A second book featuring McTiernan’s garda Cormac Reilly is promised for March next year. I expect it will have me breaking once again my general resolution not to read crime novels.

The Smack Track makes me think of Trotsky’s warning: ‘You may not be interested in war, but war is interested in you.’ I was the boy in my primary school class who wasn’t interested in war comics. I was never into model war planes. I was a conscientious objector to the draft at the time of Australia’s military involvement in Vietnam. Ian McPhedran, by contrast, worked as a defence writer for The Australian for nearly twenty years. He has written six books, including this one, about aspects of the Australian armed forces, and has had extensive experience of being embedded with the military. Just the writer to help me out of my comfort zone.
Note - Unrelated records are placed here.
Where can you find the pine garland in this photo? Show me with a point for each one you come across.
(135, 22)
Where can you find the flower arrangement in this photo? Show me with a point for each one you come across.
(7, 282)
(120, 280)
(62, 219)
This book isn’t about combat, but about the RAN’s extraordinary work disrupting the drug trade off the east coast of Africa. It includes first hand accounts of intercepts, including dramatic accounts of the dangers faced by the sailors on these missions. McPhedran, writing as an embedded writer, doesn’t swagger. If anything, he mocks his ‘landlubber’ status. His respect and appreciation for the men and women whose work he observes up close is contagious.

As I read The Rúin in 2017 I’m not including it as part of the 2018 Australian Women Writers Challenge. But it’s an excellent addition to the list of books written by Australian women, so I’ll mention it on the AWWC site anyhow.

I’m grateful to HarperCollinsAustralia for my copies of both books.